〈ことね〉
〈ことね〉
なんだが外が騒がしい。
こないだは裏のおうちに消防車が来たし、お隣のお隣には救急車が来たし、
ウーウー、カンカン、サイレンの音は聞き飽きていた。
サイレンはだんだん近づいてくる。音が大きくなってくる。
ウーウーウーウー聞こえてくる。
一番大きく聞こえたところで、サイレンの音はピタリと止んだ。
そっとお部屋のドアを開けると、階段を挟んで向かい合う、あやねちゃんのお部屋のドアも開いた。

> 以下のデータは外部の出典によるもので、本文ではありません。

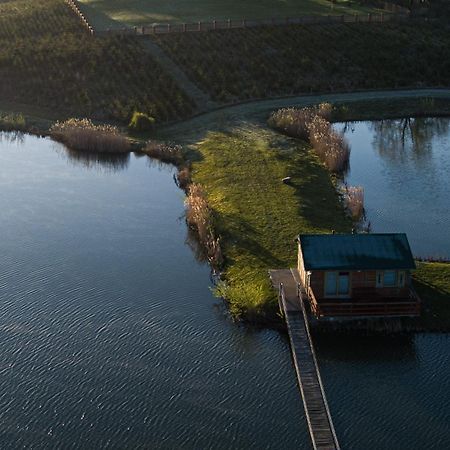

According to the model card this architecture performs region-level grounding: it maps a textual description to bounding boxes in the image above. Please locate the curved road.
[160,88,450,140]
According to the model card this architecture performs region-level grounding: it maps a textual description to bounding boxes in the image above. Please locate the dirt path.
[142,38,218,112]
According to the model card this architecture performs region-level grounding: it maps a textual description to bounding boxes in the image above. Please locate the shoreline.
[5,89,450,333]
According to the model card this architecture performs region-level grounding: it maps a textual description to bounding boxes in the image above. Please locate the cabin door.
[338,272,350,295]
[325,272,350,297]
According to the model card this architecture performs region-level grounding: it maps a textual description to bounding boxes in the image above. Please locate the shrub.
[268,103,350,172]
[186,183,223,269]
[0,114,27,131]
[128,111,155,132]
[143,141,184,166]
[50,119,130,153]
[344,186,364,220]
[176,166,191,190]
[309,116,350,172]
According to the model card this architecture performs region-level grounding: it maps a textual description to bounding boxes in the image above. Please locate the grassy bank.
[155,21,450,102]
[190,125,351,319]
[0,0,193,123]
[81,0,377,28]
[414,262,450,330]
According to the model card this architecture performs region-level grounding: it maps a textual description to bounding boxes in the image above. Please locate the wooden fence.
[65,0,410,35]
[65,0,95,35]
[113,13,409,35]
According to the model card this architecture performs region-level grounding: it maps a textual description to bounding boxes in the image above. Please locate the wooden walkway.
[270,270,339,450]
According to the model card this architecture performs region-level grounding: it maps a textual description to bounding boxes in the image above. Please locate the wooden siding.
[312,270,410,302]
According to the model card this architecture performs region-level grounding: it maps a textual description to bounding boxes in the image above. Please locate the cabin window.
[383,270,397,287]
[377,272,383,287]
[325,272,337,295]
[325,272,350,297]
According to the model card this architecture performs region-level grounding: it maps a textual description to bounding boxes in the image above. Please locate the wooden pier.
[270,270,339,450]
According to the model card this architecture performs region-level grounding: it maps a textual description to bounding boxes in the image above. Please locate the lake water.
[338,118,450,258]
[0,135,450,449]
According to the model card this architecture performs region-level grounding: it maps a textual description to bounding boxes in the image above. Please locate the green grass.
[414,263,450,330]
[0,0,193,123]
[154,21,450,102]
[191,125,351,319]
[81,0,375,29]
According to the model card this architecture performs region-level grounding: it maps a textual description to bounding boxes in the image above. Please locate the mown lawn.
[414,263,450,330]
[81,0,380,28]
[191,125,351,319]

わたしはニッコリ微笑んでお部屋のドアを閉めた。
こうするとあやねちゃんは絶対私のお部屋にきてくれるのだ。
トトトンとリズミカルなノックの後、ゆっくりとドアを開け、
探るようにしてからあやねちゃんは私の部屋に入ってきた。
信ちゃん、ちゃんと買ってきたかしら、ママにプレゼント。
今日は大丈夫だよね。
今朝、ボケーッとご飯を食べている信ちゃんに近づき、
私は信ちゃんの右の耳に、
「今日は何の日?」
と囁いた。信ちゃんはあやねちゃんと私の顔を交互に見ては、
キョトンとしていたから少し心配だった。
外の騒がしい声が大きくなっている。
あやねちゃんと私は、大きな窓から外を見た。
外にはお隣のおばちゃんやら、見知らぬ金髪のお兄ちゃんやら、
ぐちゃぐちゃいた。
二人で外を眺めていると、お部屋のドアが少し乱暴に開いた。
ちゃんとノックしてっていつも言ってるでしょう?と振り返ると、
そこには知らないおじちゃんが立っていた。